Officials try to ease eviction fears for Katrina evacuees in hotels

? Federal and state officials tried to ease fears Thursday that thousands of Louisiana hurricane evacuees in Texas would be left homeless again after Dec. 1 when FEMA has said it will stop paying their hotel and motel bills.

“We are finding longer-term housing for all evacuees,” said Russ Knocke, spokesman for the Department of Homeland Security. “That’s really a top priority, working with families to help them find some long-term housing options.

“Our top priority is meeting the needs of evacuees, making sure they receive the benefits and assistance for which they’re eligible. FEMA assistance is going to continue after Dec. 1 for evacuees,” Knocke added.

Houston Mayor Bill White, in an angry letter to Homeland Security Secretary Michael Chertoff, said the deadline was unreasonable given the huge numbers of evacuees still in hotels.
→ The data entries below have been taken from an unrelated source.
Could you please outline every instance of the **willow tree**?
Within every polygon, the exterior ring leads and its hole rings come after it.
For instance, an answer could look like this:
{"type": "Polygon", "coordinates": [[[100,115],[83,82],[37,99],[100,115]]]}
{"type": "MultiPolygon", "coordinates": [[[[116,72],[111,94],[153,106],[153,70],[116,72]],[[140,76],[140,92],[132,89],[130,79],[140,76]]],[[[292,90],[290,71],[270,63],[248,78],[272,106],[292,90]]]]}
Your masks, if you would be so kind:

He also said that the requirement that evacuees be moved to apartments with three-month leases – a rare find – was never part of the city’s negotiations with the federal government.

White spokesman Pat Trahan said the mayor talked Thursday with Michael Jackson, a Homeland Security deputy secretary, who appeared to be receptive to White’s requests for time extensions.
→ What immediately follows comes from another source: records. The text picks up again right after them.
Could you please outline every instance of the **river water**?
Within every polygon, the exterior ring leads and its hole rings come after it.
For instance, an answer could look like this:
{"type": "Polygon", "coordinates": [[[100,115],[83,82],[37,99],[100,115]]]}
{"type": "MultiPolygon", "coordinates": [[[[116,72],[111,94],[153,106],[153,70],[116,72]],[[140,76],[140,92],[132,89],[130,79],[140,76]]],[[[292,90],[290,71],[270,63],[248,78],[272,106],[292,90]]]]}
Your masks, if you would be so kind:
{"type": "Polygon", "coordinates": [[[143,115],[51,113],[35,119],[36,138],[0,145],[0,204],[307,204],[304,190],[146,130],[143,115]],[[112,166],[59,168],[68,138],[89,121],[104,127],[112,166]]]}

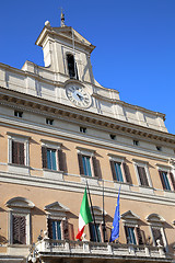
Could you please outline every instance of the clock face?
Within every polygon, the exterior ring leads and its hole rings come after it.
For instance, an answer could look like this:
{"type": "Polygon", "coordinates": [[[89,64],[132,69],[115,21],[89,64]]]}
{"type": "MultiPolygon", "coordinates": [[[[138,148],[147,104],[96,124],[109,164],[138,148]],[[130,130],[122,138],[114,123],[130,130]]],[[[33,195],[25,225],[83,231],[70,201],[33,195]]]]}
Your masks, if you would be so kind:
{"type": "Polygon", "coordinates": [[[68,99],[79,107],[89,107],[91,106],[91,96],[83,90],[83,88],[78,85],[69,85],[66,88],[68,99]]]}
Vice Adm. Thad Allen, the principal federal official for Gulf Coast hurricane relief, and David Garratt, acting director of FEMA’s Recovery Division, said in Washington on Thursday the plans announced this week were merely restatements of policies announced in October.

A view of an area not far from the levee breach in the lower Ninth Ward is seen Thursday in New Orleans. Officials are trying to reassure Katrina evacuees that they will not be homeless after FEMA stops paying hotel and motel bills.

Texas’ emergency management coordinator on Thursday told the state Senate Finance Committee that the state won’t allow hurricane evacuees to be put out of their hotels by the Dec. 1 deadline. He added, though, that he wasn’t sure how to prevent it.

White said that in discussions in September, when thousands of evacuees began arriving in Houston primarily from devastated Louisiana, FEMA encouraged extensions of apartment leases from six months to a year, broadening the availability of apartments.

“Never, ever was some immediate suspension of the apartment program before Dec. 1 discussed in numerous conversations with me or others in Houston,” the mayor said in his letter.

According to figures from the mayor’s office, the city has moved about 41,000 people from hotels into apartments in the past 70 days.

“Today the apartment market is even tighter than in September,” White wrote. “It is not realistic to assume the remaining hotel population can be moved to apartments in the next 15 days.”